Steps 1–2: Jira Ticket Parsing & Issue Analysis

The AI reads full Jira ticket content — Description, Comments, and attachments.

Reading Comments matters. QA engineers often leave reproduction steps, edge cases, and additional findings in comments — context that's just as important as the original description.

Step 3: Task Decomposition

One issue often maps to multiple actions. The AI analyzes "what needs to happen to resolve this issue" and breaks it into specific, actionable tasks.

Step 4: Evidence Mapping — The Critical Layer

This is the most important part.

It validates whether the AI-generated tasks are actually grounded in reality. We map tasks to their evidence: linked Confluence docs, GitHub issues and PRs, referenced code.

Why does this matter?

Without this layer, AI will often expand scope — touching things unrelated to the issue, or doing more than what was asked. The Evidence Mapping layer is a grounding mechanism that prevents the AI from operating outside its sanctioned boundaries.

Tasks without mapped evidence are excluded from the work queue.

Steps 5–6: Implementation & Playwright E2E

Only validated tasks proceed. After each fix, Playwright runs E2E tests — capturing not just pass/fail status but also screenshots and video recordings.

// Playwright test example (conceptual)
test('Ad group status change reflects correctly', async ({ page }) => {
  await page.goto('/ad-groups');
  await page.screenshot({ path: 'screenshots/before.png' });

  await page.click('[data-testid="status-toggle"]');
  await page.waitForResponse('/api/ad-groups/*');

  await page.screenshot({ path: 'screenshots/after.png' });
  await expect(page.locator('[data-testid="status-badge"]')).toHaveText('Paused');
});

Steps 7–8: Dashboard 1st-pass + PR Review 2nd-pass

With 50 issues, the dashboard shows 50 completed result sets — screenshots and videos — in one view. Reviewers check the outputs, not reproduce each issue manually.

PR Review is the human 2nd-pass for final verification.


Problems We Hit

Problem 1: What if the publisher output changes?

Using HTML/CSS as a reference means the AI's context goes stale whenever a publisher updates the markup. If the AI isn't told about the change, it continues generating components against outdated standards.

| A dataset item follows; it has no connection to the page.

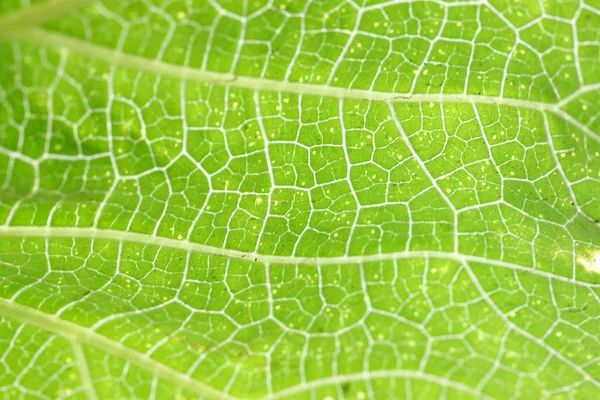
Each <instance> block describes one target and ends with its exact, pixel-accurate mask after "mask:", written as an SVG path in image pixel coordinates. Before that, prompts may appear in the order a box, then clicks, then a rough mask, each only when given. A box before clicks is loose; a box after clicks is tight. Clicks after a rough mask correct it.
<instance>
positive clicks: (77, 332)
mask: <svg viewBox="0 0 600 400" xmlns="http://www.w3.org/2000/svg"><path fill="white" fill-rule="evenodd" d="M0 315H3V316H5V317H7V318H13V319H15V320H17V321H20V322H23V323H27V324H30V325H33V326H36V327H38V328H40V329H44V330H46V331H49V332H52V333H55V334H57V335H60V336H63V337H65V338H67V339H69V340H72V341H75V342H81V343H86V344H88V345H90V346H93V347H95V348H97V349H100V350H102V351H104V352H106V353H108V354H111V355H113V356H116V357H119V358H121V359H122V360H125V361H127V362H129V363H131V364H134V365H137V366H139V367H140V368H143V369H144V370H145V371H148V372H150V373H152V374H154V375H156V376H159V377H161V378H163V379H165V380H167V381H169V382H171V383H173V384H175V385H177V386H179V387H181V388H184V389H187V390H190V391H193V392H194V393H197V394H198V395H201V396H204V397H207V398H210V399H228V400H232V399H237V397H233V396H230V395H227V394H225V393H222V392H220V391H218V390H216V389H215V388H213V387H210V386H208V385H206V384H204V383H202V382H199V381H197V380H195V379H193V378H191V377H189V376H187V375H185V374H183V373H181V372H179V371H176V370H174V369H172V368H170V367H168V366H166V365H164V364H161V363H160V362H158V361H155V360H153V359H152V358H150V357H148V356H146V355H145V354H143V353H140V352H138V351H135V350H133V349H131V348H129V347H127V346H125V345H123V344H121V343H119V342H115V341H114V340H111V339H109V338H107V337H106V336H103V335H100V334H98V333H95V332H92V331H90V330H89V329H86V328H84V327H82V326H79V325H77V324H74V323H72V322H68V321H64V320H61V319H59V318H57V317H55V316H53V315H50V314H46V313H44V312H41V311H38V310H35V309H33V308H30V307H26V306H23V305H21V304H17V303H13V302H10V301H6V300H2V299H0Z"/></svg>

We're currently handling this manually — swapping out the source files when publishers update. Ideally, a version control strategy or change-detection hook would automate this.

Problem 2: Coverage of AI-generated tests

When the AI generates Playwright tests, there's no automatic way to verify whether the tests actually cover the critical user flows. Tests can look comprehensive while missing the most important paths.

Coverage Report integration would solve this — but we haven't implemented it yet.

Problem 3: Dashboard validation is still visual

The current dashboard confirms that issues were addressed — but it doesn't automatically verify correctness. Screenshots are there to review, but comparing them against expected results is still done by a human eye.

Adding Visual Regression Testing — a pixel-level comparison between expected and actual screenshots — would make the 1st-pass truly automated.


Reflections

Six months of running this workflow taught me two things.

First: AI needs a reference, not a design system per se.

The blocker isn't the absence of a formal design system — it's the absence of any agreed-upon reference. Publisher HTML/CSS was enough to serve that role. That realization unlocked the whole approach.

Second: Grounding is what makes AI automation trustworthy.

Evidence mapping was the difference between AI that does the right thing and AI that does something adjacent to the right thing. Without that layer, AI autonomy becomes a liability. With it, it becomes a force multiplier.

This isn't a finished system. Visual regression, publisher output sync, test coverage measurement — these are open problems. The plan is to keep building and keep writing about it.